Wednesday, June 21, 2017

Astronomers Still Can't Rule Out SETI's 'Wow!' Signal

Via forbes.com by Bruce Dorminey

Nearly four decades after it was received, astronomers still can’t say with 100% certainty that the ‘Wow!’ signal was not an interstellar radio beacon from some far-flung extraterrestrial civilization. But the signal --- which got the Wow! moniker after an astronomer first scribbled those letters in the margins of the incoming data --- was never reacquired.

Even so, Bob Dixon, Ohio State University’s (SETI) Search for Extraterrestrial Intelligence program director at the time, once told me that the signal had to have at least originated at a distance from beyond the Moon.
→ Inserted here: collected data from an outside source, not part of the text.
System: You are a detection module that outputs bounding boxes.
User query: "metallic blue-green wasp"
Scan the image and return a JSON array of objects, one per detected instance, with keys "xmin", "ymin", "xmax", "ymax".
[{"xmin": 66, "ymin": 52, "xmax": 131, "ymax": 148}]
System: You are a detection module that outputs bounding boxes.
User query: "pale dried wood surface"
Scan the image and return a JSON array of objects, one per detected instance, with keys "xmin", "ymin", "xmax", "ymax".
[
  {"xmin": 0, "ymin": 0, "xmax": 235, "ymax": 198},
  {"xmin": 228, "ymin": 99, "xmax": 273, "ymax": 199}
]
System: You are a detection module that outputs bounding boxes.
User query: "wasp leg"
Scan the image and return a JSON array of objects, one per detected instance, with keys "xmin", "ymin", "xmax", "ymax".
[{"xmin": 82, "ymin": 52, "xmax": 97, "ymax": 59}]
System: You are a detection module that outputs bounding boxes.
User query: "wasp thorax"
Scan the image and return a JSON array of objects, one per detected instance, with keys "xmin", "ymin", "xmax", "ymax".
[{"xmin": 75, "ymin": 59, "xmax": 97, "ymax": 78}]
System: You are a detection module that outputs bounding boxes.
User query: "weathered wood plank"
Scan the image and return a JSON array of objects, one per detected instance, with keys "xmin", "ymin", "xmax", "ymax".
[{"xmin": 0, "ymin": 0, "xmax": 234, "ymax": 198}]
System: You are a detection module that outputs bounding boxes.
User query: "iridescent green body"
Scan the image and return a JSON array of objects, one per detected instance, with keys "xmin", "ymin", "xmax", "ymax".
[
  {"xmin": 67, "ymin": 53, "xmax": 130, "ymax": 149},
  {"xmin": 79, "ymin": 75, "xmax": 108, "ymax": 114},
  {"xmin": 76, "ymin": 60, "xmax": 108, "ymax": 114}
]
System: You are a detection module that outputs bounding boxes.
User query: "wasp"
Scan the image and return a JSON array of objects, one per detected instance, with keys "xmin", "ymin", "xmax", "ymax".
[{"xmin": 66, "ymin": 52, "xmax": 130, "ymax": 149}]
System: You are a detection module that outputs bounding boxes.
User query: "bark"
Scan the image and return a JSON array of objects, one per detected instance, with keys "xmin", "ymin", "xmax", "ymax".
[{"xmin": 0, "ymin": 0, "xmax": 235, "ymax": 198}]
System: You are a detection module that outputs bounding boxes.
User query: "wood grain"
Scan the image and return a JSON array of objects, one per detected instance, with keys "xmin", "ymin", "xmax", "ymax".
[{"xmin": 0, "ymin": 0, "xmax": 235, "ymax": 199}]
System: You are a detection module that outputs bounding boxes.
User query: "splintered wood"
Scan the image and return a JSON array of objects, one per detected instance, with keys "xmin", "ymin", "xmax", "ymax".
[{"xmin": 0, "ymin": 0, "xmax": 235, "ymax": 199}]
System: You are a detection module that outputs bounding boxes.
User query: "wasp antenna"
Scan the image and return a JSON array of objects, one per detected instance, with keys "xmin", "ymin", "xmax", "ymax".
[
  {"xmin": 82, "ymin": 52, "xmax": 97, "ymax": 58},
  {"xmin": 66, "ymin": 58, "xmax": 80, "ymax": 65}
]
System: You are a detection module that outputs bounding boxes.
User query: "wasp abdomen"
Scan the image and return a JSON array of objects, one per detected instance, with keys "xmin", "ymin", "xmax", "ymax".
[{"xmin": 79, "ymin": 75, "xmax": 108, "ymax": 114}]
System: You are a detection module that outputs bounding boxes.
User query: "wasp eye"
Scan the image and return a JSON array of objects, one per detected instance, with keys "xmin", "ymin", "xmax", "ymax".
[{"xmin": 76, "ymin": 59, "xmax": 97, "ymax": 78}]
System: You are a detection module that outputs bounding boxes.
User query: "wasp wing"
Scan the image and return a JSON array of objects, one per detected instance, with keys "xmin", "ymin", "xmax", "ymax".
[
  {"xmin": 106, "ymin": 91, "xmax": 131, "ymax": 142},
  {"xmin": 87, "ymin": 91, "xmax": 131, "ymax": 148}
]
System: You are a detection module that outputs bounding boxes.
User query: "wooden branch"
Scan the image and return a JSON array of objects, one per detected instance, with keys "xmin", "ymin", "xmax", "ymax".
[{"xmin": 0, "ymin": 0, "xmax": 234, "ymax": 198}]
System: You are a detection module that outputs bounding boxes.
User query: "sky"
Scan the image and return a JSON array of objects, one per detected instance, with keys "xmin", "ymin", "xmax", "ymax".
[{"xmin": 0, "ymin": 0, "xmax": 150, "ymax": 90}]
What is known is that the signal was received just after 11 PM local time on August 15, 1977, at OSU’s now defunct Big Ear Radio Observatory. Its position on the sky came from the direction of the star cluster M55 in the constellation of Sagittarius. Yet more importantly, it closely-matched the narrow emission line of hydrogen at 1420 megahertz , a radio-quiet spot long touted as a potential interstellar hailing frequency for E.T. civilizations. And at the time, it was also the strongest such SETI (Search for Extraterrestrial Intelligence) candidate signal ever seen.
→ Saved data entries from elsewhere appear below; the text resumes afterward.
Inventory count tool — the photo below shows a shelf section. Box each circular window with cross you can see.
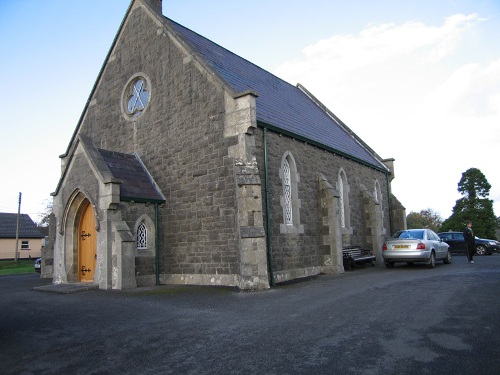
[122,74,151,120]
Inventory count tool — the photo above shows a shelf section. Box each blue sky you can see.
[0,0,500,226]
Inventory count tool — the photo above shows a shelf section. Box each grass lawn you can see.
[0,259,36,275]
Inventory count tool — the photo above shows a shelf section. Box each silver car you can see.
[382,229,451,268]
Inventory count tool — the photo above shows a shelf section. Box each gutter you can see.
[264,127,275,286]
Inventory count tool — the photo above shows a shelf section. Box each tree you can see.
[441,168,497,239]
[406,208,443,232]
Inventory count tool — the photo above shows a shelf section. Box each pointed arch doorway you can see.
[78,200,97,282]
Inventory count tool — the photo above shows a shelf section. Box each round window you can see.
[123,75,151,118]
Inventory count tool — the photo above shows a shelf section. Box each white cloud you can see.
[274,14,500,218]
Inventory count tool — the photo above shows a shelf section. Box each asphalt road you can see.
[0,255,500,375]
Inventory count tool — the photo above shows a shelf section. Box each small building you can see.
[45,0,405,290]
[0,212,45,259]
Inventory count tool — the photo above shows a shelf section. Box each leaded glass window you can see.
[137,223,148,249]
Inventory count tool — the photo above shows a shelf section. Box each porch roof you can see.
[97,149,165,203]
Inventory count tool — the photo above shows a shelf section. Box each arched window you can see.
[136,222,148,250]
[134,214,156,257]
[280,151,304,233]
[337,168,350,228]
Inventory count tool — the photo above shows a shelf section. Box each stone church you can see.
[42,0,406,290]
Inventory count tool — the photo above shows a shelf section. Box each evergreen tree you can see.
[441,168,497,239]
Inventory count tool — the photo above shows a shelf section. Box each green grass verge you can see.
[0,259,36,275]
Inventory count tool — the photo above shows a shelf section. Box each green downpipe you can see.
[264,128,275,286]
[155,203,160,285]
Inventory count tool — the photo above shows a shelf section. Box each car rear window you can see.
[393,230,424,240]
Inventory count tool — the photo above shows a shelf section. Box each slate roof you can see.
[0,212,44,238]
[165,17,387,171]
[97,149,165,203]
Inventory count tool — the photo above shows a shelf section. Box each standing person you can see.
[464,220,476,263]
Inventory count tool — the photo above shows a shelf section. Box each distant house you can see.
[46,0,405,290]
[0,212,45,259]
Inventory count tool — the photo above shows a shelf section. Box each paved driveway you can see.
[0,255,500,374]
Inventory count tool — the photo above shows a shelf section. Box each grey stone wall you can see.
[67,8,240,281]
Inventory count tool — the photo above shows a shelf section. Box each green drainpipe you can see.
[155,203,160,285]
[264,128,275,286]
[385,172,394,236]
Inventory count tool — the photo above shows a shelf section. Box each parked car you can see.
[438,232,500,255]
[35,258,42,272]
[382,229,451,268]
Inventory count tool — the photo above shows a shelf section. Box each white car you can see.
[382,229,451,268]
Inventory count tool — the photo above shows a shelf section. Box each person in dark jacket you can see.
[464,220,476,263]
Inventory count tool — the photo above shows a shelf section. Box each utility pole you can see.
[14,192,22,263]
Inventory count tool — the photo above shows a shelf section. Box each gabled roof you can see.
[165,17,388,171]
[97,149,165,203]
[0,212,44,238]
“So, ‘Wow!’ was appropriate,” Dan Werthimer, chief scientist at the University of California at Berkeley’s SETI program, told me. But he says it would be more convincing if the signal had appeared one after another along the Big Ear’s two different radio observing beams.


That, says Werthimer, would be more of an indication that it was an artificial radio beacon from an interstellar point source. But we occasionally see Radio Frequency Interference (RFI) that's modulated in just the right way that makes it look like it is consistent with a distant point source, says Werthimer. But as he emphasizes, if the signal were really from E.T. and was in the telescope’s observing sights for at least a few minutes, the source of the signal should have moved from one beam into the other.

“It didn't,” said Werthimer. “So, I'm 99% confident that the signal the OSU guys saw was RFI.”

Still, there’s another possibility and that is that the signal did originate from beyond the moon, but was produced by two active comets orbiting within our solar system. That is, within the vicinity of the ‘Wow!’ signal’s position on the sky.

A 2015 paper published by The Washington Academy of Sciences proposed that during that summer of 1977, comets 266P/Christensen and P/2008 Y2 (Gibbs) “were transiting in the neighborhood of the Chi Sagittarii star group” and produced by a large hydrogen cloud around their nucleus. Because the frequency for the ‘Wow!’ signal fell close to the radio emission for hydrogen, the paper noted that these local cometary hydrogen clouds would be strong candidates as the signal’s source.

The comet hypothesis sounds somewhat plausible, but I still don’t buy it. If this cometary phenomena were at all statistically frequent, researchers would likely have picked up something similar over the last 50 years. And to my knowledge, this is the first time that anyone has argued that such narrowband emission is from a comet.

My personal best guess is that the signal was not RFI. But more likely, it was the product of some very distant or unusual and/or poorly-understood astrophysical phenomenon.

That’s not to say that E.T. isn’t out there somewhere. But the likelihood that we would only receive a lone radio beacon, that’s never repeated and could never be reacquired, also seems implausible.

Most people can live with the fact that there may be no one out there. Some prefer the notion that we are the ultimate undiscovered country in a cosmos teeming with intelligent life. But few like the idea that we narrowly missed E.T.’s one-off phone call.

Werthimer, however, says either the ‘Wow!’ signal’s rise and fall in strength was actually intrinsic to the signal, in which case he says it would have to be RFI. Or if the signal were from a distant source, he says, then it would be constant in power and its rise and fall in strength would be due to Earth’s rotation.

The remote possibility that it’s the real thing is what makes the ‘Wow!’ signal so haunting . You can dismiss it as Radio Frequency Interference (RFI) until the cows come home. But as Werthimer himself reluctantly acknowledged: “We can't rule out E.T.”